I don’t believe Iran has MIRV bus technology or if it does it’s not been shown off. I believe there was an animation video from Iran that showed the K-4 bus and none of the warheads had fins thus pointing to MRV not MIRV.
Thus I think K-4 is MRV (multiple re-entry vehicle) and not MIRV (multiple independent targetable RV). I don’t think any missile exists in the world that releases MIRVs that are not nuclear warheads. It’s expensive tech to pack 3 warheads that each have the ability to target different points only to have them carry a conventional payload.
I think until sufficient evidence is released we have to assume K-4 releases FINLESS warheads after aligning the PBV in the [late] exo atmospheric phase prior to re entry and that was also what that animation showed. If that is case then CEP could be quite large (500meters+) and making the weapon for use on either civilian centers, ports, large military bases/airfields, large economic targets (power plants, water facilities, etc).

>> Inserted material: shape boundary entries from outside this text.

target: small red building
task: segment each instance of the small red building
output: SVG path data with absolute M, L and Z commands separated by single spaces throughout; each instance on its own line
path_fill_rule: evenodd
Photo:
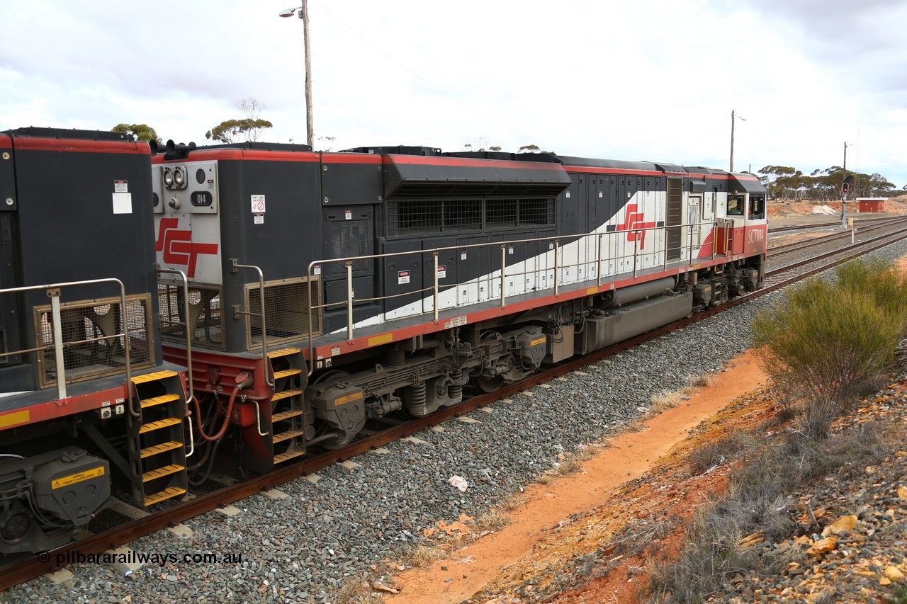
M 858 197 L 856 200 L 860 203 L 861 214 L 885 211 L 885 198 L 883 197 Z

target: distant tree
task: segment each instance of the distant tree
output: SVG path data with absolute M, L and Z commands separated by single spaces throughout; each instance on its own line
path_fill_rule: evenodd
M 482 138 L 479 139 L 478 149 L 473 149 L 473 144 L 470 143 L 470 142 L 464 143 L 463 146 L 463 148 L 464 150 L 468 151 L 501 151 L 501 147 L 499 147 L 497 145 L 491 145 L 491 146 L 489 146 L 489 144 L 488 144 L 488 139 L 486 139 L 485 137 L 482 137 Z
M 554 155 L 554 151 L 548 151 L 541 149 L 539 145 L 523 145 L 522 147 L 520 147 L 517 153 L 551 153 L 551 155 Z
M 241 141 L 258 141 L 261 133 L 268 128 L 273 128 L 268 120 L 262 120 L 259 115 L 265 104 L 254 96 L 243 99 L 236 106 L 245 114 L 239 120 L 227 120 L 205 132 L 205 138 L 220 142 L 239 142 Z
M 325 142 L 319 142 L 318 144 L 319 145 L 325 145 L 325 144 L 327 144 L 327 146 L 325 147 L 324 149 L 321 149 L 321 151 L 329 151 L 331 150 L 331 146 L 333 146 L 333 144 L 334 144 L 334 141 L 336 141 L 336 138 L 337 137 L 336 137 L 336 136 L 319 136 L 316 140 L 317 141 L 324 141 Z
M 163 142 L 154 129 L 146 123 L 118 123 L 111 128 L 111 132 L 121 134 L 132 134 L 137 141 L 157 141 Z

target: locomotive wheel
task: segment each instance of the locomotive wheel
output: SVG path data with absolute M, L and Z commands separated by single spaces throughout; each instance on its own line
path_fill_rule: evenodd
M 345 377 L 346 375 L 349 375 L 349 374 L 346 373 L 346 371 L 343 371 L 342 369 L 333 369 L 331 371 L 326 371 L 325 373 L 318 375 L 312 382 L 312 384 L 327 384 L 329 382 L 333 382 L 334 380 Z M 365 425 L 366 425 L 366 416 L 365 414 L 363 414 L 360 420 L 356 422 L 356 425 L 352 426 L 348 430 L 341 432 L 339 435 L 335 438 L 328 438 L 324 441 L 318 441 L 318 444 L 324 447 L 325 449 L 330 449 L 332 451 L 336 449 L 342 449 L 343 447 L 346 446 L 347 444 L 353 442 L 353 439 L 356 438 L 356 435 L 359 434 L 359 431 L 362 430 L 362 428 Z M 338 432 L 337 428 L 334 428 L 330 424 L 327 424 L 325 425 L 325 427 L 327 428 L 327 432 Z

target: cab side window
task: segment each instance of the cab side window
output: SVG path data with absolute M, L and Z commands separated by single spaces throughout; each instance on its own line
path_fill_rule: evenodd
M 744 198 L 743 195 L 727 196 L 727 215 L 743 216 Z
M 761 220 L 766 218 L 766 196 L 751 193 L 749 196 L 749 219 Z

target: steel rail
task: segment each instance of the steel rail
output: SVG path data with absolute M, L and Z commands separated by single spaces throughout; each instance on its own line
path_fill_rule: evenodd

You are correct about K-2 there was a variant with a warhead similar to Emad, however that warhead was smaller than the traditional warhead and thus couldn’t carry a max payload like you see in K-4.
I agree with your theory K-2 with MarV was likely not adopted, my thoughts are cost wise and Emad was likely much cheaper vs the “newer” Khorramshar family engines. Why have two liquid missiles doing the same job?
There isn’t a lot of Intel on what the differences between K-1, K-2, and K-3 are. I know there was a poster once showing K-1 & K-2 stats, but K-3 I don’t ever remember being unveiled. It makes me wonder if K-1 thru 3 were different working prototypes and ultimately K-4 was the mass produced variant.